Agosto de 2015, autoestrada em direção ao Algarve. Playlist somente lusitana. Ouço a primeira canção — a inolvidável “Vida de Estrada” — e, intimado pela coincidência, apercebo-me de algo extraordinário: uma batida mexida, uma incineração de palavras melódicas e um lirismo poético que foi capaz de colocar o astro cinematográfico de Woody Allen junto de expressões populares. Chamou-me a atenção, embora fosse uma linguagem distinta da música até aí escutada. Continuei a exasperar, o calor abafado dominava o carro e a comodidade dava sucessivas mostras de insatisfação.

Até 2019, passaram-se duzentas mil horas, talvez — o cálculo foi precipitado, não foi? Realizando o scroll habitual no Twitter, constato o fim da atividade da banda e diversos pregões no muro das lamentações virtual. Os astros alinharam e, motivado pela tragédia, propus-me a analisar os álbuns, dos mais antigos aos mais recentes. Virou! (2009) Roque Popular (2012), Diabo na Cruz (2014) e Lebre (2018) apoderaram-se do Spotify ininterruptamente durante um mês. E, ao escutar, ocorria-me apenas a simplicidade de um “Tão Lindo”. Ganhar o dia com uma péssima notícia para os fãs (comigo incluído posteriormente) foi irónico, mas producente.

Na fase embrionária do meu percurso académico, conheci Tiago Leite e, desde muito cedo, se destinou o nosso Casamento musical. Tal como eu, irrompia dele aquele prazer inexplicado pelo que aparentemente é esquecido com tamanha facilidade, pelas tradições campestres e das aldeias de norte a sul de Portugal, aquela vibração do já desmistificado “roque popular”, o querer bater o pé ao ritmo de todo o mundo animal inserido nas canções e o apetite desafogado pelo saborear das iguarias nas receitas que oferecem — de bom grado — ao seu público. Os Diabo são mesmo isto, são Pioneiros ao que designo de “rock inspirador de gerações rurais”, modelando-o e adaptando-o aos baluartes e às raízes culturais múltiplas com que se depararam, sem nunca esquecer uma desconstrução quase que pândega do panorama religioso.
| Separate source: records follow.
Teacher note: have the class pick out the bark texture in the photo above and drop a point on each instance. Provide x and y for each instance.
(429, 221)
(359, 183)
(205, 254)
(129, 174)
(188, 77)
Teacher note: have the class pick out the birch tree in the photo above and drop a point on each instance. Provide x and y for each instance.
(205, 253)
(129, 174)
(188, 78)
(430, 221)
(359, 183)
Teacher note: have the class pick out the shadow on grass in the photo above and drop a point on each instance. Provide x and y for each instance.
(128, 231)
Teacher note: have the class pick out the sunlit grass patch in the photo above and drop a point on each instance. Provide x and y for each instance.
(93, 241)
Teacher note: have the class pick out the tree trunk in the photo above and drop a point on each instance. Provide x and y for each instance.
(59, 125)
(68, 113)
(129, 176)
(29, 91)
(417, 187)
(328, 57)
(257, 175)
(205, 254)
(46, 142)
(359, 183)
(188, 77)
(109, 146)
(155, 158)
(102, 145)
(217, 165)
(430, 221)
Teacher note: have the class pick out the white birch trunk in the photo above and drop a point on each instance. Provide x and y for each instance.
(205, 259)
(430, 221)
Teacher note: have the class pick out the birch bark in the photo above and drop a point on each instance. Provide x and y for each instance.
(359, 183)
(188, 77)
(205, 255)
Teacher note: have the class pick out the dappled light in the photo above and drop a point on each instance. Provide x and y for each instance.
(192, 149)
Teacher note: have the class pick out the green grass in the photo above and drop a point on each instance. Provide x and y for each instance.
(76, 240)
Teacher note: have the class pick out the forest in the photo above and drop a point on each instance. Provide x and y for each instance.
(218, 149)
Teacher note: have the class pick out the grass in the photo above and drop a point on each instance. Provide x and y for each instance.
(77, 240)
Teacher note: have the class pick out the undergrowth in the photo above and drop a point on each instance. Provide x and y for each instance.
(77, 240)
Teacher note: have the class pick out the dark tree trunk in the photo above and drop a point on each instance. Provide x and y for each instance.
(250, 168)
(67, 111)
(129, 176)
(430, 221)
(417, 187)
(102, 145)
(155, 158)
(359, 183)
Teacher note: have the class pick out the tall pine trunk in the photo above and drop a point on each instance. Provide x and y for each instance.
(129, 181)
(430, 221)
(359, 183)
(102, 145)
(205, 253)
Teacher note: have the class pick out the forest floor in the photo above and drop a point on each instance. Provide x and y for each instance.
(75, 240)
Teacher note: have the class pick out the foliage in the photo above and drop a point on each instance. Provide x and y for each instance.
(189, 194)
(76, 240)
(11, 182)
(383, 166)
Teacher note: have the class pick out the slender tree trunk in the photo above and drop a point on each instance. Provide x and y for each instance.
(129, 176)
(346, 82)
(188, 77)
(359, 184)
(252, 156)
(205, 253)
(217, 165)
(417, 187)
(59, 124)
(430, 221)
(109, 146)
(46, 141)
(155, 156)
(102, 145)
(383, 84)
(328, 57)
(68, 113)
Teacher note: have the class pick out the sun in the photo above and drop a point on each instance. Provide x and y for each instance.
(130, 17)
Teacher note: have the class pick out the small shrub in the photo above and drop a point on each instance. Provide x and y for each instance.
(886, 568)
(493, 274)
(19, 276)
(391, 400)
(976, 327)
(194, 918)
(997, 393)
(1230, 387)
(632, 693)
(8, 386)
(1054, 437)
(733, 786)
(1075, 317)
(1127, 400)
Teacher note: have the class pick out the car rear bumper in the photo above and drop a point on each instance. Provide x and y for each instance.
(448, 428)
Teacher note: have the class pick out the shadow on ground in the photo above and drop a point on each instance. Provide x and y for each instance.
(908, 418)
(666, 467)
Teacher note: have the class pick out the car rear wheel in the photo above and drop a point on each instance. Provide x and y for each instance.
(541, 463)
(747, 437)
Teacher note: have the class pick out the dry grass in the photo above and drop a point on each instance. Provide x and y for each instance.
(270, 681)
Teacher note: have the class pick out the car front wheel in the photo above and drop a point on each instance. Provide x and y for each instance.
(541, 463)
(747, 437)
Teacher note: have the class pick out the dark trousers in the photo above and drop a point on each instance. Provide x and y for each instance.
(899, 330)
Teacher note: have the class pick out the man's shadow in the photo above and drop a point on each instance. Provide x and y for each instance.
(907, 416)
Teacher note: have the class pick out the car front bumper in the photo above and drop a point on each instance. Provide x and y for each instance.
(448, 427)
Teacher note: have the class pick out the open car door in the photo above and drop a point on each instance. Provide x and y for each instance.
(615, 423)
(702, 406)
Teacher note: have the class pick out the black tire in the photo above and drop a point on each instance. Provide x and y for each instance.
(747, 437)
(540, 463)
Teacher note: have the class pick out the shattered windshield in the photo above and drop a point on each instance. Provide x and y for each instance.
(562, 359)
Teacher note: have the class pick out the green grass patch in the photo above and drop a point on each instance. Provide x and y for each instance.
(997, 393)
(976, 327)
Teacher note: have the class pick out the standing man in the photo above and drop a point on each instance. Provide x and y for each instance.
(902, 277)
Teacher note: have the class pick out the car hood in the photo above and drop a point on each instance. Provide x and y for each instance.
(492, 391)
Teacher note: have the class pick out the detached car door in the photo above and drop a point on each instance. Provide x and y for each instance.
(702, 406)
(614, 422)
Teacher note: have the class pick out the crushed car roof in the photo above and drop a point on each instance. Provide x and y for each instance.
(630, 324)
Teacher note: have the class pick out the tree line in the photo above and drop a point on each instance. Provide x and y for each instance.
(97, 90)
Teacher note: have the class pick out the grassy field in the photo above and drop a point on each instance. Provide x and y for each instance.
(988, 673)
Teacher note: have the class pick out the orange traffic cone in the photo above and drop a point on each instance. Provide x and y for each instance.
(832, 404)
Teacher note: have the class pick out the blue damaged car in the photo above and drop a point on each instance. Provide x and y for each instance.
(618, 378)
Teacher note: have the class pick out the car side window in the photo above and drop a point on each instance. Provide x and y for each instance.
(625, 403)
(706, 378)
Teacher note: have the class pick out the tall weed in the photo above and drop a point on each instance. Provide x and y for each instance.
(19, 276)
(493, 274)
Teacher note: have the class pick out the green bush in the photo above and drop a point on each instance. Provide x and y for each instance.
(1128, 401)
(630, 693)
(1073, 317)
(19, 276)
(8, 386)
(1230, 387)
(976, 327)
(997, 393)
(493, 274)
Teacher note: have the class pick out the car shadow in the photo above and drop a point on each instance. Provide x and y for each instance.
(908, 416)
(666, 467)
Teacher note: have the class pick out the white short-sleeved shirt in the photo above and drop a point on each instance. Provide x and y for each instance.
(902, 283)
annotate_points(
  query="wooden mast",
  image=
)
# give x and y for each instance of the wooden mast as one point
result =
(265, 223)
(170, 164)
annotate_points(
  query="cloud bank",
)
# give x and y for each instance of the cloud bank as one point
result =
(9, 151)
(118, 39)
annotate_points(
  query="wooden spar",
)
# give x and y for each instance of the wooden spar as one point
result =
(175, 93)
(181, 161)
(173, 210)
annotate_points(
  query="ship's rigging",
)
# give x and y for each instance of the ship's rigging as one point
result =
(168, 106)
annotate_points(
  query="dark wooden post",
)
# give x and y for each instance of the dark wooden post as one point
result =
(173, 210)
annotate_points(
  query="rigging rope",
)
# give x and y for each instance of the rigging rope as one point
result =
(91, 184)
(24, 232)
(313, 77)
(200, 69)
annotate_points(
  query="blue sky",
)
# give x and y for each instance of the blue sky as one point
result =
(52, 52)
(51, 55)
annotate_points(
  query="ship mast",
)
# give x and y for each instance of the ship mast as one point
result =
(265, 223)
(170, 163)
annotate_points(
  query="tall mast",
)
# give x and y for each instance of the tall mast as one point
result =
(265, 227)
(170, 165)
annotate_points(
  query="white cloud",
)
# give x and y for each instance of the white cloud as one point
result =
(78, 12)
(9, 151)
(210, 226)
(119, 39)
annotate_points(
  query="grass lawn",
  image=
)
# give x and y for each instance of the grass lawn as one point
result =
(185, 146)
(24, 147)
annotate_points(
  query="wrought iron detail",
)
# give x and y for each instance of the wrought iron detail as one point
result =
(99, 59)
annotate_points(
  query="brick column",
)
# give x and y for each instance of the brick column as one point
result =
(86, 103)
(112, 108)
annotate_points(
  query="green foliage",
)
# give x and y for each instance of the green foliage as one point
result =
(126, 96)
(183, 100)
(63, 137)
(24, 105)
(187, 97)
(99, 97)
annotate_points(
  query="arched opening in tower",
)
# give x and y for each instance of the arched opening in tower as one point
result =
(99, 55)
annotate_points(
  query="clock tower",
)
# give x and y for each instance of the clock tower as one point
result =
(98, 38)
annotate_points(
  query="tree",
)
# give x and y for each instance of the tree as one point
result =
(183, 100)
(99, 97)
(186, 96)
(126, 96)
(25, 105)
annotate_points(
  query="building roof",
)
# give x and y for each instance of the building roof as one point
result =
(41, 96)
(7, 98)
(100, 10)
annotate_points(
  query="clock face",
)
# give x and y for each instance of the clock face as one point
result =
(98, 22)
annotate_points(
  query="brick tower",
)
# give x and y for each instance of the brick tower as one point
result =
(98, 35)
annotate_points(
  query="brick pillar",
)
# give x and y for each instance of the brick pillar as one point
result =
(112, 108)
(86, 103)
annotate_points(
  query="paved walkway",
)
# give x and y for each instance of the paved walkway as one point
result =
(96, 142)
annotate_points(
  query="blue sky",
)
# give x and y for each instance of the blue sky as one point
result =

Valham-nos as Sete Preces aquando da Procissão folclórica.

O misticismo da paixão que acercou o verão de 2019 foi indescritível. O que os Diabo na Cruz relataram idem. Parecia tudo adequado ao que senti. Os amores característicos dessa época do ano são visados por intermédio de Jorge Cruz, sob a forma de uma voz tórrida e de uma inocência a querer emergir das entrelinhas, a explanar ao público concentrado que nunca é tarde para escrever novos capítulos nas aventuras dos sentimentos e a retardar, ao máximo, que as lagoas se formassem nas retinas. Quem é que nunca teve ou encontrou uma Luzia? Quem é que nunca lhe dedicou uma Balada? Palmas de início ao fim da atuação. Mas, como em tudo, existe o reverso da medalha: a Moça Esquiva. Aquela pela qual iniciamos uma aproximação premeditada e o levantar das Saias sob o pretexto das mais belas e fundamentadas razões. Ou até mesmo uma Dona Ligeirinha, bajulada e requerida por uma cambada de “fidalgos roedores” quando nos tem a nós, aos sinceros. Do que precisará mais?

A banda de Portugal Continental, mas formada em Lisboa — palavras deles — delimita uma Fronteira do que até então se edificou no panorama musical do país: não usufruem de uma popularidade ao nível dos Xutos e Pontapés, apesar de terem incidido o trabalho sobre o popular; não exibem odes metropolitanas dirigidas à Invicta como os GNR e Rui Veloso orquestraram outrora; não almejam a “portugalidade” e a época dourada da nossa História que a Sétima Legião evidenciou; não são a voz da intervenção a par de José Mário Branco ou Zeca Afonso; não representam a indefinição pura e encantadora característica dos Ornatos Violeta. Representam, sim, o povo proveniente do meio rural, a Terra Ardida, muitas vezes dizimada.

Uma nota digna de reparo: quando observei os agradecimentos à data da separação, pensei que aquela legião estava louca. Percebi, facilmente, que os Loucos Estão Certos muitas, muitas vezes. E, à semelhança deles, eu também quis estar na Mó de Cima.